Paul Kirchner will talk about his 50-year career in visual storytelling. He will discuss the artists he has worked with, projects he has worked on, lessons he has learned, and the ways the comics landscape has changed during that period. He will discuss finding one’s style, creative blocks, Sturgeon’s Law, individual versus collaborative projects, the relationship of panel and page, and other topics. He will talk about his inclination toward surrealism and wordless storytelling and will share his speculations on the nature of the creative process.

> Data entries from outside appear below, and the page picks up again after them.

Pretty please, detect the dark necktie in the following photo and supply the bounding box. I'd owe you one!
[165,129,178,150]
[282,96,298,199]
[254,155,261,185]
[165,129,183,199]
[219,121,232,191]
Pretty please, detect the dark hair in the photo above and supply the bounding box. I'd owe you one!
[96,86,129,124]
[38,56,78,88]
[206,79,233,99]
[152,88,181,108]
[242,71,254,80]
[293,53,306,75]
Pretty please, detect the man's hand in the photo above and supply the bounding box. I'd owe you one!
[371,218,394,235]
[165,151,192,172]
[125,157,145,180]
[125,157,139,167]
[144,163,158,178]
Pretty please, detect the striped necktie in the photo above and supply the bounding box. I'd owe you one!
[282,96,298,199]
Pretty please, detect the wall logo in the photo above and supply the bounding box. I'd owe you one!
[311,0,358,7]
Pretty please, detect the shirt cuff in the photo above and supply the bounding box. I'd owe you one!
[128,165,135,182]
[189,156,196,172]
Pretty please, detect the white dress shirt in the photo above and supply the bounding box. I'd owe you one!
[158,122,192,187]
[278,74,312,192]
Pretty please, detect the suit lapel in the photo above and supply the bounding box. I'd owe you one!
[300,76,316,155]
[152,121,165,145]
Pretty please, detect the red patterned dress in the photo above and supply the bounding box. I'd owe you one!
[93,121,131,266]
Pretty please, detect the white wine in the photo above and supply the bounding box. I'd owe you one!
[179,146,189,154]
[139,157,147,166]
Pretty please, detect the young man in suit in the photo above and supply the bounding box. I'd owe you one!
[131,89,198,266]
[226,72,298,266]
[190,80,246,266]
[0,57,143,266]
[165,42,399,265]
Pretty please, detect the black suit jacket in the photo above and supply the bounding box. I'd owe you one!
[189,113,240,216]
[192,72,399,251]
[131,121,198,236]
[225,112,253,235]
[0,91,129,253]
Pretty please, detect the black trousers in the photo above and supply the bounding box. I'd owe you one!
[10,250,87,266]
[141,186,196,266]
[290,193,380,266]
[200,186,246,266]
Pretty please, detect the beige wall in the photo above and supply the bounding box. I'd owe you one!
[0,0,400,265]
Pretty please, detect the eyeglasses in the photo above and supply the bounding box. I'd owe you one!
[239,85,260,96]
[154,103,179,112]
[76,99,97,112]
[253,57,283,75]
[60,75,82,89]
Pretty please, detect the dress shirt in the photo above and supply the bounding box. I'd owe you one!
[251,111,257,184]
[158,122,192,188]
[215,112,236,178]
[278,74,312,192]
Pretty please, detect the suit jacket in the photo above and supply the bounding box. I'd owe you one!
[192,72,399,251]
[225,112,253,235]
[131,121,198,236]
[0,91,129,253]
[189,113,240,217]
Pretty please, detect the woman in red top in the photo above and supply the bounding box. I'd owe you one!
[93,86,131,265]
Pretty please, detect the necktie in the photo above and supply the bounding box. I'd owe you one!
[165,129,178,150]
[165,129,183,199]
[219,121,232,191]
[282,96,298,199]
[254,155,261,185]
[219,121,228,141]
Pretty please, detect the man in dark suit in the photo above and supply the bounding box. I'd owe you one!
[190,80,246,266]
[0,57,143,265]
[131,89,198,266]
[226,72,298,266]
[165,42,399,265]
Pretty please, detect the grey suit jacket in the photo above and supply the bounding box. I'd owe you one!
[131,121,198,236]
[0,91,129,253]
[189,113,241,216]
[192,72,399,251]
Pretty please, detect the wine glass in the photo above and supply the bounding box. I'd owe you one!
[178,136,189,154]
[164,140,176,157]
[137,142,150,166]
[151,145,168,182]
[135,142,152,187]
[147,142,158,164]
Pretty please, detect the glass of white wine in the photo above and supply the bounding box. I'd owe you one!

Born in New Haven, CT in 1952, Paul Kirchner attended the Cooper Union School of Art with the ambition to eventually draw comic books. He dropped out during his junior year in 1973 when he began getting work in that field, penciling horror stories for DC and working as an assistant to Tex Blaisdell, Ralph Reese, and Wally Wood. He wrote and drew the Dope Rider comic for High Times magazine and created the regular feature “the bus” for Heavy Metal. He collaborated with the Dutch mystery writer Janwillem van de Wetering on the graphic novel Murder by Remote Control. In the 1980s he began doing more mainstream illustration, much of it comics related. He did design work for the toy industry, as well as writing and illustrating comics that were included with toys such as the Eagle Force and Dino-Riders. For Telepictures magazines, he produced comics about He-Man and the Masters of the Universe, ThunderCats, GoBots, and Power Rangers. He worked as a freelance storyboard artist, eventually accepting a position as an art director at a New York agency, a job he held for six years before going back to freelancing. After his freelance work dried up about ten years ago, he returned to comics, producing new Dope Rider strips for High Times and new bus strips for a second collection. The French publisher Editions Tanibis has put out six hardcover collections of Kirchner’s work: the bus, the bus 2, Awaiting the Collapse, A Fistful of Delirium, Hieronymus & Bosch, and Murder by Remote Control, in French and English language editions.